The stories for which the two media are being awarded a GLAD are titled, “Principal suspended for forcing pupil into pit toilet to search for missing cell phone” (News24, 15/03/2021), “Step dad in court for allegedly impregnating 13-year-old Northern Cape girl”, (IOL, 12/03/2021) and “Man loses appeal against life sentence for raping stepdaughter”, (IOL, 16/03/2021).
The first article, “Principal suspended for forcing pupil into pit toilet to search for missing cell phone” (News24, 15/03/2021) is written by Malibongwe Dayimani and is about an 11-year old pupil who was reportedly lowered down a pit toilet to retrieve his principal’s cell phone that had fallen in the pit latrine. The article mentions how the child was covered in faeces and seen by his fellow learners and that as a result of this, the child was “ashamed to attend classes”. According to the article, the child was “knee-deep in human waste, using his hands to search for the cell phone, to no avail.”
The child, his sister and grandmother are not identified and the article mentions that this has been done to protect the identity of the child.
Article two, “Step dad in court for allegedly impregnating 13-year-old Northern Cape girl”, (IOL, 12/03/2021) is written by Benida Phillips andis about a 13-year old girl who was allegedly raped and impregnated by her step father. According to the article, the girl in the presence of her mother had told police that she had been sexually abused since the age of six. The article also mentions that the child was confirmed 20 weeks pregnant at 12 years old.”
This article is accompanied by a statement saying that the stepfather “cannot be named in order to protect the identity of the child”.
The third article is also from IOL and is written by Athandile Siyo. “Man loses appeal against life sentence for raping stepdaughter” (16/03/2021) is about a 56-year-old man who is reported to have lost an appeal against his life sentence for raping and sexual assaulting his stepdaughter from 2006 when she was seven years old. Just as is the case with the articles above, this article also does not identify the child directly or otherwise.
In addition to withholding the children’s identities, all the three journalists ensured that the children were not interviewed about their traumatic experiences and we applaud them for that.

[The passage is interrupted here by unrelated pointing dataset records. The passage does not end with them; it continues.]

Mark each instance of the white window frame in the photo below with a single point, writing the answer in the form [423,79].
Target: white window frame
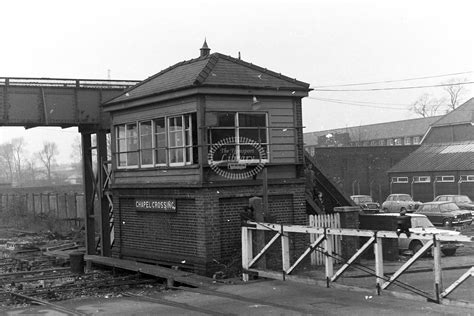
[399,179]
[467,178]
[186,147]
[127,151]
[421,179]
[445,178]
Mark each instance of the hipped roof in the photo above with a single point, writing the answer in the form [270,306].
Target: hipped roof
[438,157]
[214,70]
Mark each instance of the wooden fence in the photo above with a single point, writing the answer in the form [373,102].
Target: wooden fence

Interviewing children about their traumatic ordeals before they have undergone counselling might subject them to potential secondary trauma and might also lengthen their healing process.
All three articles sufficiently protected the best interest of the children involved by making sure that they don’t identify them. The articles included reasons for not identifying the children, something that differentiates such articles from expected standards of reporting on children.
It is very important for the media to withhold the identities of children in these circumstances because it may cause harm such as victimisation, discrimination and retribution to the children.
MMA’s Editorial Guidelines and Principles for Reporting on Children in the Media urge the media to “always hide a child’s identity where the child might be at risk.” We applaud News24 and IOL for adhering to this.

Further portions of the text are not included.